Se, come sostiene lo studio, l’aria con alta concentrazione di CO₂ permette ai virus di sopravvivere più a lungo, allora le nostre automobili potrebbero essere potenziali “incubatori mobili” soprattutto nei mesi invernali o in condizioni di traffico urbano, dove aprire i finestrini non è sempre un’opzione gradevole.
Alcuni produttori si stanno già muovendo. Tesla, pee esempio, ha introdotto nei modelli di gamma alta un “Bioweapon Defense Mode”, un sistema di filtraggio HEPA ispirato alle camere sterili ospedaliere. Hyundai e Kia stanno testando tecnologie per la purificazione automatica dell’aria nell’abitacolo, monitorando anche la CO₂. Ma sarà abbastanza?
Nel suo rapporto sul futuro della mobilità, Bloomberg Green sottolinea che “la ventilazione e la qualità dell’aria saranno centrali nella progettazione degli interni automobilistici post-pandemia, tanto quanto lo sono stati per l’efficienza energetica e la sicurezza”.

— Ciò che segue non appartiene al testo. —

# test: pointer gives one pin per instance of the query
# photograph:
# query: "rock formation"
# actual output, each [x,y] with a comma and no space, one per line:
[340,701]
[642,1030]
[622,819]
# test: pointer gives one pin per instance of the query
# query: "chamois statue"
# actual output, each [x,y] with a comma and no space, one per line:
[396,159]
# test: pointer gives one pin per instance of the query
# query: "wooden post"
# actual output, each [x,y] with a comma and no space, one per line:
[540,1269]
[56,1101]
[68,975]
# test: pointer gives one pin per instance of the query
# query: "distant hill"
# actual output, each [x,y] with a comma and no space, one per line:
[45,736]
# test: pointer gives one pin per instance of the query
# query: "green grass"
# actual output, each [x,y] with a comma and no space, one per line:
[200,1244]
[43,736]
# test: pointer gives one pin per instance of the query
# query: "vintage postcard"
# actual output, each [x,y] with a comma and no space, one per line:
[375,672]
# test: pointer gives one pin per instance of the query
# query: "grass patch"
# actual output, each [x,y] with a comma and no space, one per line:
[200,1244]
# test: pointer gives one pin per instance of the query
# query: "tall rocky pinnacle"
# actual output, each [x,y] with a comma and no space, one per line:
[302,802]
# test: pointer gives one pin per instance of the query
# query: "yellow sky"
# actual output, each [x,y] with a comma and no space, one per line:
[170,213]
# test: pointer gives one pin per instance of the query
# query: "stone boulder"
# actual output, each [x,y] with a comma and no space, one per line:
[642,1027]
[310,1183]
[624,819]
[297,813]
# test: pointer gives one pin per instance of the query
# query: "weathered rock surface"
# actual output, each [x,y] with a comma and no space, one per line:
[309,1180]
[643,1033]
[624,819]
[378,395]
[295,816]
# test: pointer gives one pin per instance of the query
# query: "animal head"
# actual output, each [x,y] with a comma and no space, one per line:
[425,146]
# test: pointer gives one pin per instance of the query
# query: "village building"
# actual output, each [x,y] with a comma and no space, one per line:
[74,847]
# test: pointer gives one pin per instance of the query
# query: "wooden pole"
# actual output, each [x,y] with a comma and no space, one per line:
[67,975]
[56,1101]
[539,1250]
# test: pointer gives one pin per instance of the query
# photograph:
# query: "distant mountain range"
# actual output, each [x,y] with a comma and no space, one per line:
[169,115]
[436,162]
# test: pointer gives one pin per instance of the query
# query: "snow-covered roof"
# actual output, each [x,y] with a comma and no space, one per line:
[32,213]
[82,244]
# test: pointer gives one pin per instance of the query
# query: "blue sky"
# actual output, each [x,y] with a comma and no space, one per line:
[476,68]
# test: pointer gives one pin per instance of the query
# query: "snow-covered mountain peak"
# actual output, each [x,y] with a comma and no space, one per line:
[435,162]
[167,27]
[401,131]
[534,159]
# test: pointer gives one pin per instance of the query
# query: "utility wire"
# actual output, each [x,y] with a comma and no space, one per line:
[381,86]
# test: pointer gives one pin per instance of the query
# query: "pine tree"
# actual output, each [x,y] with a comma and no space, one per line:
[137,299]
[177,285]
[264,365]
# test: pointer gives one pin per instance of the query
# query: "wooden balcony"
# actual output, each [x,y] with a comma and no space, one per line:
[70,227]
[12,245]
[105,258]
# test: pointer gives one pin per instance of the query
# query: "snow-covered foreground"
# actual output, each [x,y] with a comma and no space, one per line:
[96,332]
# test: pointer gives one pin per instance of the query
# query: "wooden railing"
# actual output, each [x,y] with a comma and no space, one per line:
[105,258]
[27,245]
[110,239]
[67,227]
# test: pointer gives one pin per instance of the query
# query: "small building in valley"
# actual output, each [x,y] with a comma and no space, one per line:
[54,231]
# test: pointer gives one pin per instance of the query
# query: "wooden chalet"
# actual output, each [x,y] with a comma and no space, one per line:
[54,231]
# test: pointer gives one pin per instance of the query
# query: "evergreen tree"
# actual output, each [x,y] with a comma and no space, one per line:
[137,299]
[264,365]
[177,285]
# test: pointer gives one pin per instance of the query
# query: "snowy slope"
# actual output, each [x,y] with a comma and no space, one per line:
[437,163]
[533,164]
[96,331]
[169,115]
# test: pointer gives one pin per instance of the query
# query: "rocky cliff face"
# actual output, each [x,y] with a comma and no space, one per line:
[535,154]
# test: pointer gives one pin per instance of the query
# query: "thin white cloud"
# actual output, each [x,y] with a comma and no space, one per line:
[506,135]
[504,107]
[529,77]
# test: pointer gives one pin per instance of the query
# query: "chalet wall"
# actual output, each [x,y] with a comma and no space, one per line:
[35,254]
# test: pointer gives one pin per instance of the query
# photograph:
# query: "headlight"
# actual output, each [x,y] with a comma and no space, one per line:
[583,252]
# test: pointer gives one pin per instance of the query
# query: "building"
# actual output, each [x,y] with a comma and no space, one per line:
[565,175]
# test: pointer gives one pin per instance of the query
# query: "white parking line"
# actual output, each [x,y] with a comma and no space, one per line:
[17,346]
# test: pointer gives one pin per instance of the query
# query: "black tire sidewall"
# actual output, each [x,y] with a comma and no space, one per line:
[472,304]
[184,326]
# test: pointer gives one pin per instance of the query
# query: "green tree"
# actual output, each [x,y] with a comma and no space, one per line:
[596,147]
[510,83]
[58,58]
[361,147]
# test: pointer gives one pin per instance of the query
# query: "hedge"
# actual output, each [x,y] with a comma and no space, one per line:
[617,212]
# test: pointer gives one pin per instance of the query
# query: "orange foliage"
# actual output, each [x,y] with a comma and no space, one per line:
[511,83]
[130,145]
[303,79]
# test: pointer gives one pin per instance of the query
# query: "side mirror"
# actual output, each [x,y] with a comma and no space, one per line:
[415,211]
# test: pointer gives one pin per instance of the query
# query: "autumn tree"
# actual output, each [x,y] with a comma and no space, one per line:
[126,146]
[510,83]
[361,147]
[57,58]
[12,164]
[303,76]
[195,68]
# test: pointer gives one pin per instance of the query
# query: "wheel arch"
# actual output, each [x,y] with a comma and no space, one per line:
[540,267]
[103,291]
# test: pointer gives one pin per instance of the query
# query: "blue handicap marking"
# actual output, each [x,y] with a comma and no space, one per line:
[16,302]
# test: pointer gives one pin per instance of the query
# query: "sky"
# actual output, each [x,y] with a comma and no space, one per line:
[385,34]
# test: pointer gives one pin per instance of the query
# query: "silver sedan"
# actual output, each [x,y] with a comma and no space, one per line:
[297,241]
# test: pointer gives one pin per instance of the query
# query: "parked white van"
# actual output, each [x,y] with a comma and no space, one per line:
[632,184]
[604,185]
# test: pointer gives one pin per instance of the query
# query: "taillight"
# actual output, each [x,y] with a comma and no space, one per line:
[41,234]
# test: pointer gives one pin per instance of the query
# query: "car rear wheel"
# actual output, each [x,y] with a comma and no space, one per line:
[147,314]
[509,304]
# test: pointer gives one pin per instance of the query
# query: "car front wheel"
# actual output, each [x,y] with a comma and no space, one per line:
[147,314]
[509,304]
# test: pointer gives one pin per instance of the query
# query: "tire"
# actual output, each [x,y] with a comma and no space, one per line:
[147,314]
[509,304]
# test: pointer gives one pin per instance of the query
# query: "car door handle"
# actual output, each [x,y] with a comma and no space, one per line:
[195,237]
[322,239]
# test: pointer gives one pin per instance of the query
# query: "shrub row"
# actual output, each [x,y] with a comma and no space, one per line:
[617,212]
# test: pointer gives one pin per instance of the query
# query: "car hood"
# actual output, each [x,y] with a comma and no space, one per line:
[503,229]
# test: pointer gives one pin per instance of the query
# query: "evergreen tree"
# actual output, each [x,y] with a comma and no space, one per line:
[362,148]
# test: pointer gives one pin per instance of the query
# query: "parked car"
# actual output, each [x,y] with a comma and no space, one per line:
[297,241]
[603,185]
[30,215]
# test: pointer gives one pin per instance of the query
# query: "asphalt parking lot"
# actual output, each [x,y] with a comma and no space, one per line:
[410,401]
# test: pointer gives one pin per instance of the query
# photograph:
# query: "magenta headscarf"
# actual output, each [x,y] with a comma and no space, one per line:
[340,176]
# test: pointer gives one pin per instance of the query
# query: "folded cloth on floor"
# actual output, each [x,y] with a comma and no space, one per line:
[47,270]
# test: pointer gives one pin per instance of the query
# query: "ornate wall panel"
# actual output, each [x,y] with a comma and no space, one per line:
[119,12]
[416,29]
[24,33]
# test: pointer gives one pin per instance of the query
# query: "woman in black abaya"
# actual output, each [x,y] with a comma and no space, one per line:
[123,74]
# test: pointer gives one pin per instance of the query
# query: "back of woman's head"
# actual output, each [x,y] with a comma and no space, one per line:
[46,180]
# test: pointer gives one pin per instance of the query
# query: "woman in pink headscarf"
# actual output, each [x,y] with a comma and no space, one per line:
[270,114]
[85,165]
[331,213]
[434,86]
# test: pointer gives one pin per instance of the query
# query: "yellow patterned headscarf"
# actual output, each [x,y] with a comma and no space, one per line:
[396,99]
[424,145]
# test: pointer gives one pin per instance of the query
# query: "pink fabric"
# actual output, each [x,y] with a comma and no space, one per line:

E se oggi esistono sensori a basso costo per monitorare il livello di CO₂ in scuole, uffici e case, perché non renderli standard anche nelle auto, integrati nel cruscotto? Un segnale di allarme automatico, per esempio, potrebbe invitare il conducente ad aprire i finestrini o attivare una modalità di ventilazione più intensa.
Come suggerisce The Conversation, l’aria stessa può essere la nostra miglior difesa o la nostra peggiore minaccia. Gestire i livelli di CO₂ non è solo una questione climatica: è una priorità di salute pubblica.
E proprio nell’industria automobilistica – dove si spendono ingenti capitali per rendere le auto più connesse, autonome ed elettriche – l’inserimento di un sistema intelligente di gestione dell’aria potrebbe rappresentare il nuovo confine dell’innovazione. Non solo per comfort, ma per salvare vite. Il viaggio nel futuro dell’auto non dovrà quindi essere solo a zero emissioni, ma anche a basso contagio.